Mas, como quem se veste de equilibrista no intrínseco circo da vida, eles não deixavam passar esse desconsolo para os filhos, crianças que surgiram do nada, em bandos, quando o carro da reportagem estacionou. Meninos e meninas de todos os tamanhos, cores e sorrisos, que correram para contar que estavam pesquisando qual a casa menos destruída pela ação do vento para abrigar seus sonos noturnos. Com uma alegria que beirava, em momentos, a histeria, eles queriam saber em qual televisão iria passar a história deles, no intervalo de qual novela a mãe deles, que só lembrou de proteger os filhos na hora do vento, iria aparecer.


No circo da vida, lá estava no picadeiro, reinando absoluto, o amor. De todas as maneiras que há de amar, ele sempre é o protagonista. Pode parecer piegas. E se realmente soar piegas, assumo meu mico. Quem não tem, bem no fundo, um lado mais romântico que atire a primeira pedra. Na hora do vendaval, a mãe cuidou unicamente dos seus rebentos, o material ficou para outro capítulo. Na hora de redigir a matéria, com muito amor, apesar da corrida deste tipo de cobertura, não conseguia apagar da mente os rostinhos das crianças e todo o amor que elas devotavam por aquela mãe.
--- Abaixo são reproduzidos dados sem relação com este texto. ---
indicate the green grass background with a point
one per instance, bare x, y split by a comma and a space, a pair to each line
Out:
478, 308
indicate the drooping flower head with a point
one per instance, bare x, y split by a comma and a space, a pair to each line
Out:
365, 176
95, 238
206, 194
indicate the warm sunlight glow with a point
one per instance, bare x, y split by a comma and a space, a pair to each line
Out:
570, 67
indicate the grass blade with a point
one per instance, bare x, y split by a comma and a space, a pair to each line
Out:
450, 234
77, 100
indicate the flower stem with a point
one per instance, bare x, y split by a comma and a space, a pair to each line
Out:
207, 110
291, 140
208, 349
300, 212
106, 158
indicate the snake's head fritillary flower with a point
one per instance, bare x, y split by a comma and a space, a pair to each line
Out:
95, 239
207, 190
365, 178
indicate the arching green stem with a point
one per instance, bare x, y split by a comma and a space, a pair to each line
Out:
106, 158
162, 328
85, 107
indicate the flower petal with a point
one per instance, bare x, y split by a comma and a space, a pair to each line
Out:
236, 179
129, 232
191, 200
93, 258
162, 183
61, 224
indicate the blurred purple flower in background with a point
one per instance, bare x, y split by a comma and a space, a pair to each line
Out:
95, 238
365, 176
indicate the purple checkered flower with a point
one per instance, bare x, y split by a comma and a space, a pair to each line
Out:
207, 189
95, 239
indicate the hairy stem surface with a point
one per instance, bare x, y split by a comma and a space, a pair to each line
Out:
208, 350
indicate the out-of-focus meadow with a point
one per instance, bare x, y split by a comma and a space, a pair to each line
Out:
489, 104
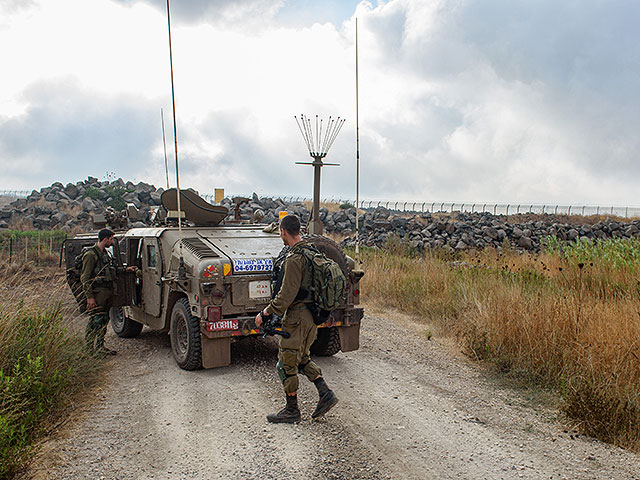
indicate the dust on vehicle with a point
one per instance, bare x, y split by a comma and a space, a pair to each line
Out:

E o digital do relógio marcava 21h. Quando lembrei que também pensei, em primeiro lugar, na minha rebenta, assim que os ventos da redação sopraram. Ao saber que iria para o litoral, sem hora certa de retorno, providenciei que alguém a buscasse no colégio. Telefonei imediatamente para casa, a fim de saber se ela estava bem guardada, de banho tomado, alimentada, e avisei que em breve estaria chegando com planos para o final de semana. Os ventos que desvastaram as casas escolheram uma sexta-feira para a sua ação. Como se fosse possível escolher a data ideal para derrubar casas e sonhos.


No sábado, ao passear com a minha filha nos shoppings da cidade, enquanto suas mãozinhas frágeis folheavam pedaços de literatura na sua livraria preferida, fiquei inundada de amor pelos últimos fatos narrados. O amor que tive ao redigir a matéria lembrando das crianças desabrigadas. O amor que senti ao me preocupar com a minha filha no final do expediente. O amor que recebi ao ganhar um presente de minha mãe. Como dizia Fernando Pessoa em "Autopsicografia", e assim, nas calhas de roda, gira, a entreter a razão, esse comboio de corda que se chama o coração.

Autor
Márcia Fernanda Peçanha Martins é jornalista, formada pela Escola de Comunicação, Artes e Design (Famecos) da Pontifícia Universidade Católica do Rio Grande do Sul (PUCRS), militante de movimentos sociais e feminista. Trabalhou no Jornal do Comércio, onde iniciou sua carreira profissional, e teve passagens por Zero Hora, Correio do Povo, na reportagem das editorias de Economia e Geral, e em assessorias de Comunicação Social empresariais e governamentais. Escritora, com poesias publicadas em diversas antologias, ex-diretora do Sindicato dos Jornalistas Profissionais do Rio Grande do Sul (Sindjors) e presidenta do Conselho Municipal dos Direitos da Mulher de Porto Alegre (COMDIM/POA) na gestão 2019/2021. E-mail para contato: [email protected]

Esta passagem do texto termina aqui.